Por outro lado, compreende-se que, numa civilização individualista, burguesa e profana, muito do fascínio do futebol resida também em oferecer um regresso fugaz ao sentimento de pertença e celebração comunitárias e à experiência neoreligiosa de um êxtase por identificação com um símbolo/totem e, sobretudo, com as novas divindades ou heróis que são os jogadores, operadores desses novos milagres que são as grandes defesas, as grandes jogadas e os grandes golos. Essa é a famosa "mística" do futebol, decerto muito mais atractiva do que a reflexão desencantada sobre tudo isto. Como disse Bill Shankly, treinador do Liverpool: “Algumas pessoas pensam que o futebol é tão importante quanto a vida e a morte. Elas estão muito enganadas. Eu asseguro que ele é muito mais sério que isso”.

Essa atracção é contudo instrumentalizada num meganegócio de interesses obscuros, além de servir como hiper-distracção colectiva que, colonizando os media numa gigantesca cortina de fumo, encobre o afundar de uma civilização na opressão sócio-económica e no colapso ecológico, sugando energias humanas e recursos financeiros que podiam ser canalizados para um mundo alternativo.

Não é todavia inevitável que o futebol implique vitórias e derrotas. Outros povos, com outros valores, deram-lhe outra orientação:

“Na Nova-Guiné, os Papuas Gahuku-Kama adoptaram com entusiasmo o futebol, mas adaptaram-no aos seus valores culturais. Excluiu-se haver um ganhador e um perdedor. A partida prolongava-se, era suspensa e retomava-se até que as contas estivessem equilibradas. Isso não impedia em absoluto a excitação de cada golo e a exaltação dos heróis do jogo. Cada partida reforçava a reputação e a satisfação dos dois campos, mas a agressividade era facilmente conjurada” [2].
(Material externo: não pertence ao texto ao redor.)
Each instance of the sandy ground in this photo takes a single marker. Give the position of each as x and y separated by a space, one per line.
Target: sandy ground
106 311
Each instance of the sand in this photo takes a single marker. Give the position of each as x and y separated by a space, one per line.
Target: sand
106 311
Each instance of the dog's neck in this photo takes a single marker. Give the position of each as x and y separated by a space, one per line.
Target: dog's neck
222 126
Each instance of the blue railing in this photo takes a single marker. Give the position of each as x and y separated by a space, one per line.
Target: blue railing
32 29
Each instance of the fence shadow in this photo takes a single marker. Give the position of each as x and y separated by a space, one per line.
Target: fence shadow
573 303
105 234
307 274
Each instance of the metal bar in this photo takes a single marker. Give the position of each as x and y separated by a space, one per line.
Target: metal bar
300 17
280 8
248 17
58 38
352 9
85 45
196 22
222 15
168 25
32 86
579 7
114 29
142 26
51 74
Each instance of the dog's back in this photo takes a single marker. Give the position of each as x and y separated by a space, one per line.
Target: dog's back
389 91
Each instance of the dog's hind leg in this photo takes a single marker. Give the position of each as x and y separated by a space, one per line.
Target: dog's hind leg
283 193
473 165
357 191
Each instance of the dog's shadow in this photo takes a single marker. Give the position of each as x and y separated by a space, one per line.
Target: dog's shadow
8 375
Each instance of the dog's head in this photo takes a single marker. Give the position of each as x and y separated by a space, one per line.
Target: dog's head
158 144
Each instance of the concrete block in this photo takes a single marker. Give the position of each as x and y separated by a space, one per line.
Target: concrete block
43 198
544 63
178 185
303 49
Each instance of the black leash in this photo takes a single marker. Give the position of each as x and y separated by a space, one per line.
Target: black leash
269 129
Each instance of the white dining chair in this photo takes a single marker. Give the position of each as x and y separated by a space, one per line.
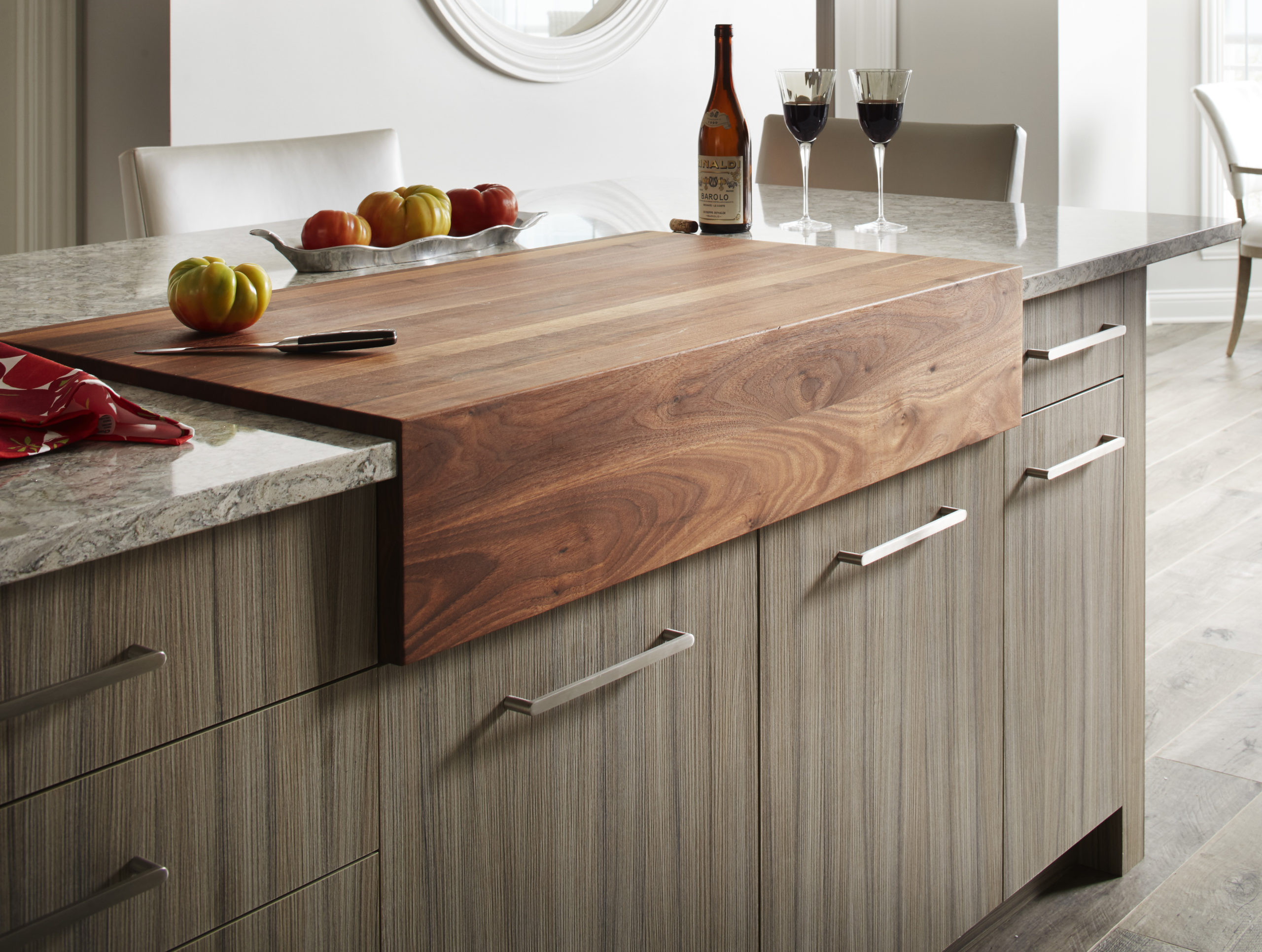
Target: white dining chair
1233 115
187 188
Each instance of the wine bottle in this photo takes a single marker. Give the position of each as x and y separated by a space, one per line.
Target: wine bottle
724 150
Estou convicto que a única saída para a globalização da cultura ocidental - que colonizou as mentes com a suposta normalidade de competir com o objectivo de vencer e derrotar o outro, e que hoje domina tudo, desde a educação à economia e à política - é ter a humildade de reaprender o essencial com estas culturas que sobreviveram ao seu imperialismo e que durante séculos espezinhou e humilhou.
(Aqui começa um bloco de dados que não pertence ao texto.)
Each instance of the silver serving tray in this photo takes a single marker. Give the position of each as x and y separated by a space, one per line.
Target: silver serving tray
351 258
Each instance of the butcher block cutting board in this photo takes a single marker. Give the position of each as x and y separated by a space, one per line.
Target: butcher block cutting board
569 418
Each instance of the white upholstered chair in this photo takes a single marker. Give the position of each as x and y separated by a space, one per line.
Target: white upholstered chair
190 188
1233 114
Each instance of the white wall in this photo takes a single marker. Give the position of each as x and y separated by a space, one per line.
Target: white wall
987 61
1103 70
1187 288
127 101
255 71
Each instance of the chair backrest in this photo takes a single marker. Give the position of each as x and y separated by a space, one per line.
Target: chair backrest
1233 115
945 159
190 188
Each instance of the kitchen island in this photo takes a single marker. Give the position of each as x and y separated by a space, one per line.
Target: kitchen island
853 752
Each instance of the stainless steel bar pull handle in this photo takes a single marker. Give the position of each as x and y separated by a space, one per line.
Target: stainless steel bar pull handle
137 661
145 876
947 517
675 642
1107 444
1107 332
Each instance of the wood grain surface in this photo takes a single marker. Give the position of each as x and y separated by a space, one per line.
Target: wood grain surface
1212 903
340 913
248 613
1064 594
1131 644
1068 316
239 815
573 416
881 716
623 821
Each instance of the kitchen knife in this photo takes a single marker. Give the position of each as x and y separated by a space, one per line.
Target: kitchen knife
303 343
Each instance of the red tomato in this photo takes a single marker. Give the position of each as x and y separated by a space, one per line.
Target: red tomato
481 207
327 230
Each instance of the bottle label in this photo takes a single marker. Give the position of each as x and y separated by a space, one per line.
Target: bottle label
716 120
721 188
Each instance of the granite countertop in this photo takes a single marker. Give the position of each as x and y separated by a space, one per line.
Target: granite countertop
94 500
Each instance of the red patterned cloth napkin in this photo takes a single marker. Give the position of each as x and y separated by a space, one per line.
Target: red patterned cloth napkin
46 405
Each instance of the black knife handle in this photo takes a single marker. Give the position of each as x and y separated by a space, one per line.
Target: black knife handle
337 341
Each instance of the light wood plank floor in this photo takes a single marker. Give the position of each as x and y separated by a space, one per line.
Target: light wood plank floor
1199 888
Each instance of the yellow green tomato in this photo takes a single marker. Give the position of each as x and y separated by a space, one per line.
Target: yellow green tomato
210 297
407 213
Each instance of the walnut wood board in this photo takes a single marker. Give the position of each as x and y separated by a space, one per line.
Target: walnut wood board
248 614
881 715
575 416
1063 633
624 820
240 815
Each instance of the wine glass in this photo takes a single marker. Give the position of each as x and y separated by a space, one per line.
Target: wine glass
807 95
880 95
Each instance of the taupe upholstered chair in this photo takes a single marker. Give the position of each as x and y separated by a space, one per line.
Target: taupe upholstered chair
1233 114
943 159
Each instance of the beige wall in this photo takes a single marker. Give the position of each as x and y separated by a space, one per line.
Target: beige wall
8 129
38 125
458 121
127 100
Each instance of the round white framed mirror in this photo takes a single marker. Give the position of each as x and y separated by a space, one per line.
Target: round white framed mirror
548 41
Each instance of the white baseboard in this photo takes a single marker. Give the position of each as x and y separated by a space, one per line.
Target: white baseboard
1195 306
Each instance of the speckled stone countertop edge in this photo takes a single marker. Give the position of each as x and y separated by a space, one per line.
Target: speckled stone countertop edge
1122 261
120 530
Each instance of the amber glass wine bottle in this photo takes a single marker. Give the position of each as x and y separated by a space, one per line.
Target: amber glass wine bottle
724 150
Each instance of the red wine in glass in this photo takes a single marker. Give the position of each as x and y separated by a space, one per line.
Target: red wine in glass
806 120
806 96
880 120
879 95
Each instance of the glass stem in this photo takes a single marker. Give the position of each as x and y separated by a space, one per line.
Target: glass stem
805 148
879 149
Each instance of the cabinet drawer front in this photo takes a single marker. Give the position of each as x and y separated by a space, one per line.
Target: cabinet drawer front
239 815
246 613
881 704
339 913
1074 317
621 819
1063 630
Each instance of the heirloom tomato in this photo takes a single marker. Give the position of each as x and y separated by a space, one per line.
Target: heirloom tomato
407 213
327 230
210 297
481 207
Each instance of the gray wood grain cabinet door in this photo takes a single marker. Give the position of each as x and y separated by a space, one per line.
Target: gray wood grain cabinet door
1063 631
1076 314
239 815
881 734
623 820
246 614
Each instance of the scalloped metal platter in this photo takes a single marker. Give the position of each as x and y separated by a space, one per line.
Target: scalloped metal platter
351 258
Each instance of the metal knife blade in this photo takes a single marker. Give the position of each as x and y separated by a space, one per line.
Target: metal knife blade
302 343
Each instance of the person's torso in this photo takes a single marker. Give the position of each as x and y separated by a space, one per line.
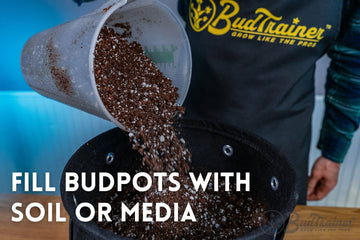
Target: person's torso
254 63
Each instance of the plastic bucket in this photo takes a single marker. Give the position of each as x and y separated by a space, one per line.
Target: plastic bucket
58 62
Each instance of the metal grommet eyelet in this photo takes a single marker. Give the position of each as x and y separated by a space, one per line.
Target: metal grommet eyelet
274 183
110 158
228 150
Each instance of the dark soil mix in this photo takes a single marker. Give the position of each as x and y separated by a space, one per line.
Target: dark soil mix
143 100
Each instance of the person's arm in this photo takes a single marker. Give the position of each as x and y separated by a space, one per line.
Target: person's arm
342 100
Na verdade outro mundo é possível. Até no futebol.



[1] Hilário Franco Júnior, A Dança dos Deuses. Futebol, Sociedade, Cultura, São Paulo, Companhia das Letras, 2007, p.15-16.
[2] Serge Latouche, L’Occidentalisation du Monde. Essai sur la signification, la portée et les limites de l’uniformisation planétaire (1989), Paris, La Découverte, 2005, p.76.